Потому что Элвис это не человек, а джунгли. Алюминиевые лианы, обвивающие пальмы, орхидеи и фикусы, бамбук и раффлезия, бумажное, резиновое и хлебное деревья. Элвис всегда в движении, он движется, как волк или ящерица, по мерцающим под луной полянам и смотрит на красную звезду Марса, откуда он родом. Поэтому Элвис все знает, но ничего не помнит, как и он, Савва. Элвису ничего не надо помнить, потому что все с ним есть прямо сейчас. И с Саввой тоже есть все прямо сейчас.

После того как его на ринге вырубил мощнейшим апперкотом нечестный бразилец Леокадио, Савва провалялся три дня в больнице, а когда остановилось сердце, он не перестал жить, а сильно закричал, так, что из окна вылетело стекло, и сердце снова забилось, а он встал вместе с системой жизнеобеспечения и капельницей, подсоединенной к его венам, и пошел по коридору легко и прозрачно, потому что перестал быть боксером, а стал человеком будущего, новым огнем, горящим, как светлый спирт, а капельница волоклась за ним по коридору, который он вымазал своей кровью, и никто не мог его остановить. В ту снежную ночь он дошел до дома, как прозрачный огонь, в больничной одежке и лег в постель, но заснуть не мог. И с тех пор он ни разу не помнит, чтобы заснул, хотя он и многого другого, конечно, не помнит.

Элвис – вот кто мог бы понять Савву, потому что Элвис из новых людей был самым первым. Он делал, что хотел и что хотела его душа. И если вы еще не поняли, что Элвис – это новый человек, то послушайте «Голубую луну Кентукки» или «Отель, где разбиваются сердца», который сразу же разошелся миллионным тиражом, и вам все станет ясно. Вы увидите, что Элвис – это джунгли, где растет хлебное дерево и воет волк.

Они подошли к возвышающемуся над поселком дому, вокруг которого горел невидимый огонь, а во двор, увитый виноградом и вьющимся по сетке киви, можно было войти, открыв ржавую железная калитку.

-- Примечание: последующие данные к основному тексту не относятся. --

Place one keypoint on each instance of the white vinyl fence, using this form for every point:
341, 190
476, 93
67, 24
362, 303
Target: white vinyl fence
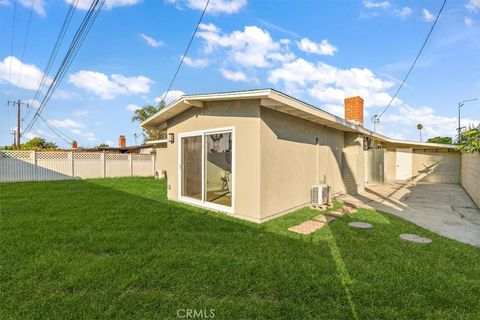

Когда дверь в дом открывалась, то Савва мог видеть в самой глубине темного длинного коридора узкое высокое зеркало, поблескивающее, как кусок луны, поставленный на попа, а в нем свое далекое и правильное отражение, и каждый раз он этому удивлялся. Как будто дальнее зеркало только и делало, что его, Савву, знало и ждало, чтоб показать маленьким и далеким. И, наверное, если глянуть туда пристальней, то в отражении можно увидеть не только Савву и Леву, который висит у него на шее, и не только бледное лицо Медеи за их плечами, но и все горы и снежные вершины и даже, наверное, тех козлят, что развели таджики и абхазы на краю поселка, и чайные плантации, и пасеку на склоне, и тис по берегу речки.

Собака на них почти что не лаяла, только подвывала чуть-чуть.

– Проходи, Медея, – сказал Савва. – Прямо по коридору.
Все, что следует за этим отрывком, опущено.